Le 8 décembre 2025, 62 % du territoire national a été privé de service électrique, avec une perte maximale de 2 084 mégawatts.

Les causes sont structurelles : des centrales thermiques âgées de plus de quarante ans, un manque de diesel et de fioul, et l'interruption définitive de l'approvisionnement en pétrole vénézuélien depuis janvier 2026, lorsque le dernier pétrolier de ce pays est arrivé.

Depuis lors, Cuba n'a pas pu reconstituer ce combustible.

Face à l'absence d'électricité et au rationnement extrême du gaz liquide — de nombreux foyers ne peuvent acheter qu'une seule bouteille par an —, cuisiner au charbon est devenu la seule alternative pour des millions de familles. Un sac de charbon coûte 1 500 pesos cubains.

L'impact sur l'enfance est l'un des aspects les plus documentés par la société civile cubaine sur les réseaux sociaux. Des mères ont rapporté que leurs enfants ont passé des examens sans avoir dormi une nuit entière en raison du manque d'électricité.

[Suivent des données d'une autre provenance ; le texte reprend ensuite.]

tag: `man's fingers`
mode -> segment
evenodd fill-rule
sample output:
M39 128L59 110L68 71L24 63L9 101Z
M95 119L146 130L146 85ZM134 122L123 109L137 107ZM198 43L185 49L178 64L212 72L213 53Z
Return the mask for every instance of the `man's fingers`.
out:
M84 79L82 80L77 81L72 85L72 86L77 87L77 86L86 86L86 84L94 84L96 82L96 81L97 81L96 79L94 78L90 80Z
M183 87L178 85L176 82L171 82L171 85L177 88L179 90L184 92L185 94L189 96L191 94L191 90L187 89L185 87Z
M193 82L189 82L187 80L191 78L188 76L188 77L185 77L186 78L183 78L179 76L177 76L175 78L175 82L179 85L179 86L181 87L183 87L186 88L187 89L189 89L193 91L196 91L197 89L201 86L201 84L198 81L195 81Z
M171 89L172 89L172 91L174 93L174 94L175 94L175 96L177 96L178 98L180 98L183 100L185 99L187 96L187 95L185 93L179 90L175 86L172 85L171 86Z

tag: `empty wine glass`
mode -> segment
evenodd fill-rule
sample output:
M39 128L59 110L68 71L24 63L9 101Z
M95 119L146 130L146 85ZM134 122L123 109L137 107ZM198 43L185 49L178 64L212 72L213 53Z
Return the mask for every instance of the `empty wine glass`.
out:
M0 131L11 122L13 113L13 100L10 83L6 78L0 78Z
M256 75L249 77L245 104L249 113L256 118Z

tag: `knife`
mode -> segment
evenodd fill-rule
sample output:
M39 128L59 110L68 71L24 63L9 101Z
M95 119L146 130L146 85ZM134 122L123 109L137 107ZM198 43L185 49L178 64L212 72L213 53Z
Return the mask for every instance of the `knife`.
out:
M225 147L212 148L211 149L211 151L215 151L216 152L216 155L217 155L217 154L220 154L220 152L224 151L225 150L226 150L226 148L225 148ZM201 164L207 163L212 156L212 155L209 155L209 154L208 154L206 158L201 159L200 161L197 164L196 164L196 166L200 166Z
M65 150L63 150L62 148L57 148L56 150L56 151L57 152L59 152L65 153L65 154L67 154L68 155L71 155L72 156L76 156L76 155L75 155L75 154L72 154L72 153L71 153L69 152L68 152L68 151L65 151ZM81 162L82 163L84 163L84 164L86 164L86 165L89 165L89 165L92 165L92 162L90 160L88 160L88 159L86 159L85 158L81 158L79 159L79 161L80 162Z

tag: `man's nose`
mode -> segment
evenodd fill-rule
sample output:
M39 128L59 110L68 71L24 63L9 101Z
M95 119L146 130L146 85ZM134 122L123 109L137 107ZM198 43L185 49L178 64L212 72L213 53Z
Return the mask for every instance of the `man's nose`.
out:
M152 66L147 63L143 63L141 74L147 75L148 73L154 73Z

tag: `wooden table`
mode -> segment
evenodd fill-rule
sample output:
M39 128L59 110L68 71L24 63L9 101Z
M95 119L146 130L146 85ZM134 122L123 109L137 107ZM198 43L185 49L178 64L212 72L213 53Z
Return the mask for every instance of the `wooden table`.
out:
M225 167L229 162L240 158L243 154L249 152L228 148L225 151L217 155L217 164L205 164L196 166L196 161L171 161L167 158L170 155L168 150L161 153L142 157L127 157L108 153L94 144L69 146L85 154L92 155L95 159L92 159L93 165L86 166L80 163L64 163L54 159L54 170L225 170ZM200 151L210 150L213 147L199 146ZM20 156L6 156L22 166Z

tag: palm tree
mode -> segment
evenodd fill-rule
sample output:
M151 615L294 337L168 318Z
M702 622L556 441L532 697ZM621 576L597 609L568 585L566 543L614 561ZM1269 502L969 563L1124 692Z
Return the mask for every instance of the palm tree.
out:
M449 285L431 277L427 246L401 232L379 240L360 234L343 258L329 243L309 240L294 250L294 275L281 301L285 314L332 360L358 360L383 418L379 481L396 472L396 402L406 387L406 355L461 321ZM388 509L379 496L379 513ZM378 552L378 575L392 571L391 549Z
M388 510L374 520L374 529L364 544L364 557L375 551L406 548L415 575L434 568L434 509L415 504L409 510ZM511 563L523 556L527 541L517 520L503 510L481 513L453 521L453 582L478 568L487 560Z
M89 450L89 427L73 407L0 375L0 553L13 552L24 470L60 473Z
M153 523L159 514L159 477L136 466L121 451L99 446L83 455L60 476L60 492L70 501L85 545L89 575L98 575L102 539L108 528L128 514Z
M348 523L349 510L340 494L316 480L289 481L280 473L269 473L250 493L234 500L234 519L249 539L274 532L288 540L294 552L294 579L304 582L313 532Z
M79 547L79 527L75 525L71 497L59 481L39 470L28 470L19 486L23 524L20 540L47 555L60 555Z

Des spécialistes avertissent que les coupures de courant prolongées engendrent chez les enfants de l'anxiété, de l'irritabilité, de l'insomnie et une maturation forcée, dans un contexte que plusieurs témoignages comparent —et dans certains aspects surpassent— à la période spéciale des années 90.

"J'ai mal au cœur de les voir ainsi, grandir dans l'ombre et hériter d'une pénurie qu'ils n'ont pas choisie", a conclu Evelyn Perera sa publication, avec une phrase qui résume ce que la dictature cubaine a transformé en normalité pour toute une génération d'enfants.